Datasets

Dataset classes are required by the WSIInference class to streamline the process of patch extraction based on user-defined parameters. Two WSI dataset classes, available in dplabtools, integrate with patch location classes introduced in Patch locations/sampling.

Note

Since WSI dataset classes are descendants of PyTorch Dataset class, correctly installed PyTorch is required to import them in Python code.

WSI dataset class

class dplabtools.slides.processing.WSIDataset(...)

Class for patch extraction during inference.

Basic usage

Assuming that patches object represents one of the classes introduced in Patch locations/sampling:

from dplabtools.slides.processing import WSIDataset

dataset = WSIDataset(patches=patches)

See also

Full example of inference process using WSIDataset

Class details

WSIDataset has no class specific parameters.

WSI dataset class (MRP)

class dplabtools.slides.processing.WSIMultiResDataset(...)

Class for multi resolution patch extraction during inference.

Basic usage

Assuming that patches object represents one of the classes introduced in Patch locations/sampling:

from dplabtools.slides.processing import WSIMultiResDataset

dataset = WSIMultiResDataset(patches=patches, levels_or_mpps=[0.5, 0.7. 0.9])

Class details

Parameters specific to WSIMultiResDataset:

class dplabtoolshiddenclass_35e0e776aad6467593b2bfe568e1db6e
Parameters:

levels_or_mpps (list of level_or_mpp values) – Numbers representing WSI levels or MPP values for multi resolution patches.

See also

level_or_mpp

Parameters common in all WSI dataset classes

class dplabtoolshiddenclass_84cbea39ef314baea74f83c892e9ccae
Parameters:
  • patches (object) – Object representing one of the patch location classes.

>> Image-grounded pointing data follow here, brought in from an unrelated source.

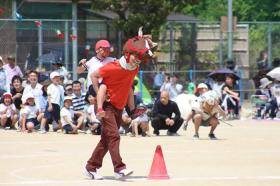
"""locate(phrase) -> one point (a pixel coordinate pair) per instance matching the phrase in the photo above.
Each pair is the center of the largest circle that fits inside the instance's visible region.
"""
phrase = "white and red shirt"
(93, 64)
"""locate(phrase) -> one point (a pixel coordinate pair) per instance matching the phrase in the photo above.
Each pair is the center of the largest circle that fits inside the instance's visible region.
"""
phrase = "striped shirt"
(79, 102)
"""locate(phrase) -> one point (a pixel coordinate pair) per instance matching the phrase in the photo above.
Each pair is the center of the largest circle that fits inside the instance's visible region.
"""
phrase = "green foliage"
(148, 13)
(249, 10)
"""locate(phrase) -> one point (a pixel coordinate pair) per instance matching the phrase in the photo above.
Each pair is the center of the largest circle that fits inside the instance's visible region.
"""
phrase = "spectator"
(68, 89)
(158, 81)
(44, 99)
(78, 99)
(162, 115)
(230, 97)
(30, 114)
(4, 85)
(34, 87)
(12, 70)
(166, 82)
(8, 112)
(174, 88)
(201, 89)
(102, 49)
(55, 95)
(140, 125)
(17, 91)
(205, 114)
(69, 124)
(63, 72)
(262, 63)
(271, 105)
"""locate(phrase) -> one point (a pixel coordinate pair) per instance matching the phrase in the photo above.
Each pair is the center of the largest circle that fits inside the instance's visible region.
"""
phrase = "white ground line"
(214, 178)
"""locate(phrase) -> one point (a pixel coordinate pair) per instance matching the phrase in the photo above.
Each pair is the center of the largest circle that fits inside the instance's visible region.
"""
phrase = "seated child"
(67, 117)
(8, 111)
(30, 114)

  • transform_fn (callable, optional) – A user-defined image transformation that will be called on each patch extracted via get_region, this transformation should run its own to-tensor conversion. If no transformation is provided, the image objects will be converted to tensors using to_tensor from the torchvision package.

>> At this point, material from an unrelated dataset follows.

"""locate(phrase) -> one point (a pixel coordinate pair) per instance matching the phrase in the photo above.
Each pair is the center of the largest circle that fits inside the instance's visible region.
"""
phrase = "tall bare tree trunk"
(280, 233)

  • resampling_mode (str, optional) – One of two supported down/up-sampling methods: wsi or tile.

  • extra_mpps (list of float, optional) – List of MPP values for wsi resampling mode.

  • zero_workers (bool, default=False) – Set to True, if WSIInference class will have num_workers set to 0.

  • save_patches_dir (str, optional) – Directory for saving the extracted patches, should only be used for troubleshooting inference problems. The type of saved image files can be changed using save_patches_image_type class attribute, the default image type is PNG.

Methods and properties common to all WSI dataset classes

Common methods and properties are derived from the base class.

class dplabtools.slides.processing.dataset.base.BaseDataset(...)

Base class for the WSI dataset classes.

property patches

Return the patches object used to build the dataset.

save_patches_image_type = 'png'

Class attribute for setting the image type when save_patches_dir is defined.